Apache OpenOffice (AOO) Bugzilla – Issue 117252
Data race due to non-atomic half-word accesses in sal/osl/unx/thread.c
Last modified: 2013-01-29 21:38:54 UTC
thread.c defines Thread_Impl as: typedef struct osl_thread_impl_st { pthread_t m_hThread; sal_uInt16 m_Ident; /* @@@ see TODO @@@ */ short m_Flags; oslWorkerFunction m_WorkerFunction; void* m_pData; pthread_mutex_t m_Lock; pthread_cond_t m_Cond; } Thread_Impl; m_Ident and m_Flags are half-words mapping onto the same 32-bit word. Therefore writes to one of these half-words could conflict with writes to the other half word. Suggestion: add padding members to have each member in its own word.
Created attachment 76040 [details] Adds padding members
Hi Oli, as far as I can see, all accesses to m_Ident respectively m_flags are either protected by acquiring m_Lock or be ensuring that only one reference exists. Am I missing anything?
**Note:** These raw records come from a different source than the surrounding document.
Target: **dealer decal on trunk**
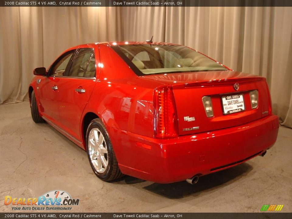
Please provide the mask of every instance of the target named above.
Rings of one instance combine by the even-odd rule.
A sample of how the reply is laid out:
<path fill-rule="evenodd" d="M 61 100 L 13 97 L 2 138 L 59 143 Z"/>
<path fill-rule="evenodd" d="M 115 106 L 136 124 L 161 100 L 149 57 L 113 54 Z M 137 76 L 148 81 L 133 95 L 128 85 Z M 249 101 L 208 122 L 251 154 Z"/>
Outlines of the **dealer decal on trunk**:
<path fill-rule="evenodd" d="M 193 121 L 194 121 L 195 120 L 195 117 L 193 116 L 193 117 L 190 117 L 189 116 L 184 116 L 183 119 L 185 121 L 186 121 L 187 122 L 192 122 Z"/>

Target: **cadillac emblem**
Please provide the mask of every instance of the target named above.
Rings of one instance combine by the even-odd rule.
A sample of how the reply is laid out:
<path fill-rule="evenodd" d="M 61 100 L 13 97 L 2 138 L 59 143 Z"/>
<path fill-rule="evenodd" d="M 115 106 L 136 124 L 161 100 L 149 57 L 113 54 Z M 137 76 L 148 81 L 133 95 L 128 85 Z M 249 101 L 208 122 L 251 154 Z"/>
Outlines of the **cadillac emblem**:
<path fill-rule="evenodd" d="M 238 90 L 239 89 L 239 84 L 238 83 L 235 83 L 233 85 L 233 88 L 235 90 Z"/>

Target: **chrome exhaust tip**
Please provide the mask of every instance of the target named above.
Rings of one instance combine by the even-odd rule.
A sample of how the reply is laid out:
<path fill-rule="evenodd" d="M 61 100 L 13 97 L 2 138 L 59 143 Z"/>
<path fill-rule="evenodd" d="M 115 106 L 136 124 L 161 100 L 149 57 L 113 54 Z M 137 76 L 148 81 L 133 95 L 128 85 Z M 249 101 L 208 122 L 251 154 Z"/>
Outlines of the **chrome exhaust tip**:
<path fill-rule="evenodd" d="M 186 180 L 186 182 L 192 185 L 195 185 L 198 182 L 198 180 L 199 180 L 199 176 L 193 176 L 191 178 L 187 179 Z"/>

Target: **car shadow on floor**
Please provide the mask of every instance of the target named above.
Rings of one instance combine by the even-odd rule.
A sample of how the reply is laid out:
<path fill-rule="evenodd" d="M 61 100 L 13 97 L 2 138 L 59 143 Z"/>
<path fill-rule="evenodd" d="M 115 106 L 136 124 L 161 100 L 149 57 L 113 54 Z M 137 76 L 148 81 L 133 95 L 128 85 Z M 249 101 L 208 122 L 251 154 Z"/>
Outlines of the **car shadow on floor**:
<path fill-rule="evenodd" d="M 170 199 L 180 199 L 192 195 L 197 196 L 203 191 L 212 190 L 231 184 L 244 177 L 252 169 L 252 166 L 244 163 L 238 166 L 199 178 L 195 185 L 185 181 L 168 184 L 153 183 L 142 188 L 150 192 Z M 134 184 L 145 182 L 135 177 L 125 176 L 116 182 L 127 184 Z M 123 182 L 122 182 L 123 181 Z"/>

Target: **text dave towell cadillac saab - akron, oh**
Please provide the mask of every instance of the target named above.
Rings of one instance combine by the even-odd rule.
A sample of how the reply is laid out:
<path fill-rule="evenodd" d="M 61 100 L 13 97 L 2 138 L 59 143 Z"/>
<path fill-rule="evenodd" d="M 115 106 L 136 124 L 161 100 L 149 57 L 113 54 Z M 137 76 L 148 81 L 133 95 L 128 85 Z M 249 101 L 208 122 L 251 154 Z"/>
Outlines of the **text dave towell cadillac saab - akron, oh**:
<path fill-rule="evenodd" d="M 105 181 L 126 174 L 194 184 L 264 155 L 277 138 L 264 78 L 183 46 L 80 45 L 33 73 L 33 121 L 85 150 Z"/>

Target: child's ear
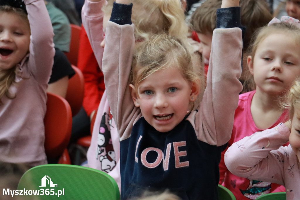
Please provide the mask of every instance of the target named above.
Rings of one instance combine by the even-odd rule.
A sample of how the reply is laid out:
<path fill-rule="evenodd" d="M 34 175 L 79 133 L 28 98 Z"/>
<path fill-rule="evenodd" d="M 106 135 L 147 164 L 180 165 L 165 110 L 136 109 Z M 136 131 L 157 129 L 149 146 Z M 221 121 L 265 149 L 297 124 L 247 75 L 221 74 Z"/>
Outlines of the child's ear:
<path fill-rule="evenodd" d="M 138 100 L 137 95 L 136 95 L 136 92 L 137 91 L 136 90 L 135 87 L 132 84 L 129 84 L 129 86 L 130 87 L 130 92 L 131 94 L 131 98 L 132 100 L 134 103 L 134 105 L 138 108 L 140 107 L 140 104 Z"/>
<path fill-rule="evenodd" d="M 249 56 L 247 58 L 247 64 L 248 64 L 248 67 L 249 68 L 249 71 L 252 75 L 253 75 L 253 60 L 252 59 L 252 56 Z"/>
<path fill-rule="evenodd" d="M 193 81 L 192 83 L 191 89 L 192 90 L 190 95 L 190 101 L 194 102 L 197 99 L 197 97 L 199 94 L 199 91 L 200 89 L 199 84 L 196 81 Z"/>

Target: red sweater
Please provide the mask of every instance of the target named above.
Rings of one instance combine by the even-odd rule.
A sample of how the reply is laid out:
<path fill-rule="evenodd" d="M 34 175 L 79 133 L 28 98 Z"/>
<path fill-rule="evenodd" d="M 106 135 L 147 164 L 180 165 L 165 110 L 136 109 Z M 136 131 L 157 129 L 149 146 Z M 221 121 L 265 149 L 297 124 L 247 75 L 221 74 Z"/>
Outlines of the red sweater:
<path fill-rule="evenodd" d="M 103 74 L 96 60 L 86 31 L 83 26 L 82 27 L 77 67 L 84 77 L 82 105 L 89 116 L 93 111 L 98 109 L 105 88 Z"/>

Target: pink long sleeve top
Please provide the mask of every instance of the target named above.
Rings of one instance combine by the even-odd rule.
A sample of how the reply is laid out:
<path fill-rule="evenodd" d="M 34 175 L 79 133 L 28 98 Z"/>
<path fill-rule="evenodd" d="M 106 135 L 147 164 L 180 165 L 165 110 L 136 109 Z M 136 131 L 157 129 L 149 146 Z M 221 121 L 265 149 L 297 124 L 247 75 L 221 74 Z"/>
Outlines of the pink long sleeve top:
<path fill-rule="evenodd" d="M 275 127 L 232 144 L 225 153 L 225 164 L 237 176 L 274 183 L 285 187 L 287 200 L 300 197 L 300 166 L 289 145 L 289 129 L 281 123 Z"/>
<path fill-rule="evenodd" d="M 47 163 L 44 147 L 46 90 L 55 51 L 53 30 L 43 0 L 24 0 L 31 35 L 29 53 L 17 66 L 10 88 L 16 97 L 0 105 L 0 161 Z"/>

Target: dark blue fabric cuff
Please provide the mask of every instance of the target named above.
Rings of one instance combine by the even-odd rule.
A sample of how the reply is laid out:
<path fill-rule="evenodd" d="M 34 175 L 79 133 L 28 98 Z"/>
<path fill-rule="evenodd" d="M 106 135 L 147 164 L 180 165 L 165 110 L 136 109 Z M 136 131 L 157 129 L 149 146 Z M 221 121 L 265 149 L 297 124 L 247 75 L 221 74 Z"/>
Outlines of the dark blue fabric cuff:
<path fill-rule="evenodd" d="M 231 7 L 219 8 L 217 11 L 216 27 L 217 29 L 241 28 L 241 8 Z"/>
<path fill-rule="evenodd" d="M 118 24 L 131 24 L 132 4 L 130 5 L 118 4 L 114 2 L 112 11 L 110 21 Z"/>
<path fill-rule="evenodd" d="M 231 7 L 226 8 L 219 8 L 217 10 L 217 20 L 216 21 L 216 28 L 229 29 L 236 27 L 239 28 L 242 30 L 242 37 L 243 44 L 246 27 L 243 26 L 241 23 L 241 8 Z M 243 60 L 242 52 L 242 60 Z"/>

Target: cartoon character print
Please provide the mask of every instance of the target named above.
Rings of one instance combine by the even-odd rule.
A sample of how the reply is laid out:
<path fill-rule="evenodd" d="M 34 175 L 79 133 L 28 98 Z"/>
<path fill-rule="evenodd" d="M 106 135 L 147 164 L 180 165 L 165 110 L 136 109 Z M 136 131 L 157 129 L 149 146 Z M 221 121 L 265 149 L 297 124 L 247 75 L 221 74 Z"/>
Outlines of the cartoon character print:
<path fill-rule="evenodd" d="M 96 159 L 101 163 L 101 169 L 107 173 L 111 171 L 116 164 L 116 154 L 114 150 L 110 135 L 112 116 L 104 113 L 101 120 L 98 135 L 97 152 Z M 107 119 L 109 126 L 106 125 Z"/>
I'm currently evaluating Intel Inspector on our code using UNO, and it's telling me the following: Data race between the following lines (and in this execution order): osl_joinWithThread: pImpl->m_Flags &= ~THREADIMPL_FLAGS_ATTACHED; and osl_getThreadIdentifier: Ident = pImpl->m_Ident; Sadly the tool didn't report complete stack traces, so I don't know who's calling joinWithThread and getThreadIdentifier. So I assume the following: thread B wants to join thread A and write the m_Flags member (half-word write) thread A is still executing and reads its thread id -> data race However, the thread id should still be valid, even without adding padding. The half-word write can't temporarily destroy the other half-word, can it?
What is unclean in the code (and apparently triggers the complaint) is that osl_getThreadIdentifier accesses m_Ident with m_Lock not locked (while osl_thread_start_Impl accesses it with m_Lock locked). One could argue that the complaint is false, though: For one, proper visibility by all threads of m_Ident written by osl_thread_start_Impl is guaranteed at read of m_Ident in osl_getThreadIdentifier, as there is synchronization on m_Cond/m_Lock in between. For another, modifications of m_Flags should not clobber m_Ident (it would be a problem if m_Ident written to instead of only read from in osl_getThreadIdentifier). Anyway, changing osl_getThreadIdentifier to lock m_Lock before accessing m_Ident would make the code cleaner.
Writes to m_Flags may not change m_Ident, even not temporarily because out-of-order-execution or instruction reordering. Locking the structure likely fixes the complaint, another fix is adding some padding as suggested by Oli. ->Oli: Could you verify that acquiring the lock before accessing m_Ident fixes the complaint? ->SB: As you said, the systematical right fix is acquiring the lock. Though for performance reasons I suggest to go with the padding approach. Comments?
"Writes to m_Flags may not change m_Ident, even not temporarily [due to] out-of-order-execution or instruction reordering." At least theoretically this is wrong. There is nothing in C++ nor Pthreads that would prohibit this. Practically though, this is more than unlikely (hence I used "should not"). "[The] systematical right fix is acquiring the lock. Though for performance reasons I suggest to go with the padding approach." I would opt for locking. For one, stick to "first make it right, then make it fast" (what makes you assume that locking here will degrade overall performance?). For another, padding would not make it that much better: as we argued, for practical purposes padding should not be needed; but for theoretical purposes, padding 16 bits between m_Ident and m_Flags would not change anything; the only thing that would be improved is the interaction with tools like Intel Inspector (which is improved by locking just as well).
Padding does address the complaints, practically solving this issue without the need to worry anymore, changing performance characteristics may lead to rework ;-) Anyway, please take over and change according to your preferences.
I checked the padding approach, this seems to satisfy the Inspector. I will not try the locking approach, since this will work anyway to get rid of the error.
getting rid of value "enhancement" for field "severity". For enhancement the field "issue type" shall be used.